January 26th, 2018 — “What is your secret?” A question the Prince of Lu asks Khing the master carver in the Woodcarver, a poem written by the Taoist philosopher and poet Chuang Tzu. Just moments before the question, Khing presented the Prince with a bell stand of such beauty and well-crafted form that everyone, including the Prince, thinks the bell stand must be the work of supernatural forces. Khing, like a master teacher, senses that the Prince is asking the wrong question. Yet the Prince is still the Prince and it is better to answer the Prince than question his authority. So Khing answers in a straightforward but provocative way by stating that he has no secret and that he is just a simple woodcarver. But Khing pushes deeper into the Prince’s question beyond its surface characteristics. He offers the Prince and everyone listening a lesson on where craft-knowledge comes from. In the subtle moves of skilled educator, Khing inverts the power structure of ruler/servant and educates the Prince on how to act with integrity and fidelity to professional calling. Khing outlines in detail his preparation before carving the bell stand. His message is that a skilled craftsperson, ruler, or teacher has to do more than just “show up” in response to the command of a person in power. Instead, Khing argues that to be fully present to the task of carving requires deep and intentional preparation. The woodcarver drives home his point by stating that his preparation was so complete that he forget about the Prince and his royal court: “After seven days I had forgotten my body with all its limbs. By this time all thought of your Highness and of the court had faded away. All that might distract me from the work had vanished. I was collected in the single thought of the bell stand.”
The question now becomes, what might the Woodcarver and the Prince of Lu offer anyone interested in practicing the art of good teaching? Khing I suspect would answer: nothing and everything. There is no secret, no overt connection, rather just the wisdom of intentionally attending to ways that one’s calling to teach informs practice. Khing articulates a curriculum for accessing the deep secrets of teaching. The first step is humility, a recognition that accepting the vocational call to teach means recognizing that what others see as the work of the spirits is actually a birthright gift made plain in the daily practices of the classroom. Yes, good teaching involves technique and years of practice but it also has an innate quality that requires humble acceptance, not ego-driven posturing and proclamations of greatness.

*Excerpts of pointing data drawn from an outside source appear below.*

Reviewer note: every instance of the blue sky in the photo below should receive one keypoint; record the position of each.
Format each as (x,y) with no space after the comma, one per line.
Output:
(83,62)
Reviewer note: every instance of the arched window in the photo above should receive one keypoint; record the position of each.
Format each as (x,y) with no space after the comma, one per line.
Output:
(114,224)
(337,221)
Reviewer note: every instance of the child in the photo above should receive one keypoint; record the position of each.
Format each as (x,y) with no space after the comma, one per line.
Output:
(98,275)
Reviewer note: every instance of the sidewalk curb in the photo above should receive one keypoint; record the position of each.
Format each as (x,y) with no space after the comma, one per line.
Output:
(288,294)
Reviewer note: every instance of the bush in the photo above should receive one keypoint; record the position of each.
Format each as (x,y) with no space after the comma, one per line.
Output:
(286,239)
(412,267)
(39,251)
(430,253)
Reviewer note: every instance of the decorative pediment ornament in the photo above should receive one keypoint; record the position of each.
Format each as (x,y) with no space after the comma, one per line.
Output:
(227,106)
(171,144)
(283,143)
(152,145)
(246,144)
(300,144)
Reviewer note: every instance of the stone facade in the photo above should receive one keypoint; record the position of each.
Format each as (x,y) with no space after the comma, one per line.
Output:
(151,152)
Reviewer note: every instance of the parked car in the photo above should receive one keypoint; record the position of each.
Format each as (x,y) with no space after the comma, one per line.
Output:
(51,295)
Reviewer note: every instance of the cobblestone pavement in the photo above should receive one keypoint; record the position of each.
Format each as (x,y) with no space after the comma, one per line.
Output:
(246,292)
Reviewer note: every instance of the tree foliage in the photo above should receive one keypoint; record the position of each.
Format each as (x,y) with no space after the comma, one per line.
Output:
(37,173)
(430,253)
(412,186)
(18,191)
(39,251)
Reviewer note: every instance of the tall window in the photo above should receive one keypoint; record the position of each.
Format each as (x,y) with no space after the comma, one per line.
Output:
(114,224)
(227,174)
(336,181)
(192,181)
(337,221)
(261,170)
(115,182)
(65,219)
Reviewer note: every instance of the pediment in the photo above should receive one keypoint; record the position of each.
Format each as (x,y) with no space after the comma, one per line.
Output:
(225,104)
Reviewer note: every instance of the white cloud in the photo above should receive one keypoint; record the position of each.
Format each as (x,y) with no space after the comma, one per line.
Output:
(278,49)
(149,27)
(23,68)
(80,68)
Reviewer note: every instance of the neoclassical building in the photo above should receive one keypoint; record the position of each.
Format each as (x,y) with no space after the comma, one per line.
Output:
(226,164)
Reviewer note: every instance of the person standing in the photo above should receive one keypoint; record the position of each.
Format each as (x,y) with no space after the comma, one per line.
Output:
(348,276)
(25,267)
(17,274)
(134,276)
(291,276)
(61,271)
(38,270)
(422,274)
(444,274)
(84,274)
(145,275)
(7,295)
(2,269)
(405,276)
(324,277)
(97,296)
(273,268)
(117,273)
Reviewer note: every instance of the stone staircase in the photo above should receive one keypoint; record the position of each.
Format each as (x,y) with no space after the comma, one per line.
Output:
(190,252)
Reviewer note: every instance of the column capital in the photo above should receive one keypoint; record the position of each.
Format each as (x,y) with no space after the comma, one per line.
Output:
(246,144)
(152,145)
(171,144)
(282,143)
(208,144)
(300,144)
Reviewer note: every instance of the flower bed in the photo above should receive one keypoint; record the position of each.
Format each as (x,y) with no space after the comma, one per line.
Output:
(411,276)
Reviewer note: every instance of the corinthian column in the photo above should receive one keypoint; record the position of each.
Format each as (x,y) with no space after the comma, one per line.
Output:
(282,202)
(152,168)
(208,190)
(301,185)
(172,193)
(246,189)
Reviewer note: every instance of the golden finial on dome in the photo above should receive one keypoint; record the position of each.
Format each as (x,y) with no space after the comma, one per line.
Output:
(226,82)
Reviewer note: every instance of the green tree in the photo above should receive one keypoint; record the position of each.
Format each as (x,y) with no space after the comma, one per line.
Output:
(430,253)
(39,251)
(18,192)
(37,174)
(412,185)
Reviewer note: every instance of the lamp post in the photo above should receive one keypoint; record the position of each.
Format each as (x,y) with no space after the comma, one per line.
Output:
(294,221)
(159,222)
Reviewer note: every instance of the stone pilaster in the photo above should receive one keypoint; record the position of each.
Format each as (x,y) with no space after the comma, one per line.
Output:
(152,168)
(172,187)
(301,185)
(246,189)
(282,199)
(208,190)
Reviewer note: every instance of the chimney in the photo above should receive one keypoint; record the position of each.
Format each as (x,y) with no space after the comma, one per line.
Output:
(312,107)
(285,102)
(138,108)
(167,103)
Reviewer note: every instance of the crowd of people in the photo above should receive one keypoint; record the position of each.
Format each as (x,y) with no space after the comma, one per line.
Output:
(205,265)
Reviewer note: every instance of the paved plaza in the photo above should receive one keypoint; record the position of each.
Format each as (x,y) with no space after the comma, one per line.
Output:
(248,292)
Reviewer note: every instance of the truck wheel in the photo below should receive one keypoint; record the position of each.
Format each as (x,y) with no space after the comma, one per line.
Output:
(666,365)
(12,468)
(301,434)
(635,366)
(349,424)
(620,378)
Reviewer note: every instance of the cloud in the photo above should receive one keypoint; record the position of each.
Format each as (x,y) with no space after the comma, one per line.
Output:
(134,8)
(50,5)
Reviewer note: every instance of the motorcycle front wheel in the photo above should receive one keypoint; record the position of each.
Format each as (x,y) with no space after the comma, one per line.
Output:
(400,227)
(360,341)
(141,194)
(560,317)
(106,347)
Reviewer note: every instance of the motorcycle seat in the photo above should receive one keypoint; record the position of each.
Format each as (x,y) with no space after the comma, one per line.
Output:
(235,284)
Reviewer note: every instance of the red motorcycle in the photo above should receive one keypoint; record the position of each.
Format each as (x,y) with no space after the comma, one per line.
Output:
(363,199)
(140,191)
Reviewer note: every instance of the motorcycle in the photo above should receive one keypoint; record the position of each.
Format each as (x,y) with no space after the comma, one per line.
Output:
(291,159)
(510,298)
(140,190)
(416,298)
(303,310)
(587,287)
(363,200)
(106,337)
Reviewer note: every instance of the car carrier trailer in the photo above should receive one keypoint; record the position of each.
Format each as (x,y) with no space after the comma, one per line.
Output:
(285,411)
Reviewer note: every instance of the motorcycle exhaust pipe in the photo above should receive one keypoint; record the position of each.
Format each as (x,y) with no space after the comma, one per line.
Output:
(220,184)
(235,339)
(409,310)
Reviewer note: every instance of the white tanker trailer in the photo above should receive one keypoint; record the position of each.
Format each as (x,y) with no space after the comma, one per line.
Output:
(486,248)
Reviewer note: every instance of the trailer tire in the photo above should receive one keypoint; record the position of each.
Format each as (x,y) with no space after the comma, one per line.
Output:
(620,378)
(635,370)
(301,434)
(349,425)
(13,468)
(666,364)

The next lesson is the example Khing sets around the importance of preparing for the work of teaching. The formula seems rather straight forward in its articulation but complex in its implementation; the quality of teaching is directly proportional to the quality of the personal and spiritual preparation that went into the act of teaching. I wonder sometimes, as Khing invites me to ponder, what shape my teaching would take if in the process of preparation I forgot my lessons (my instructional body) with all its limbs of lesson plans, activities, learning outcomes, texts, and assessments? I don’t have 7 days to prepare to teach because I have too many other responsibilities. But I can make time to slow down, disconnect, set aside external distractions and reach toward an instructional state of being where I’m collected in the single thought of teaching. Even three deep breaths before leaving my office can help.
The final element of Khing’s method as he states is: “Then I went to the forest to see the trees in their own natural state. When the right tree appeared before my eyes, the bell stand also appeared in it, clearly, beyond doubt. All I had to do was to put forth my hand and begin.” When I’m prepared to the best of my ability, emotionally and spiritually, then and only then do I go to the classroom to see my students where all I have to do is put forth my hand and begin the act of teaching. Simple enough in concept, but hard to consistently practice. More than once I’ve cut corners in my preparation, because I’m just too busy, and I find that my lessons are rough and awkward. A little forced and lacking the smooth transition more characteristic of a hand extend in welcome between two long-time acquaintances. It is clear to anyone with a sharp eye for quality that my teaching is not the work of the spirits but rather the flailings of an ill-prepared novice.
What is your secret? How would you answer the Prince of Lu? What does it feel like to willfully lose track of all the elements that go into the craft knowledge of teaching? Where do you go to find the students in their own natural state?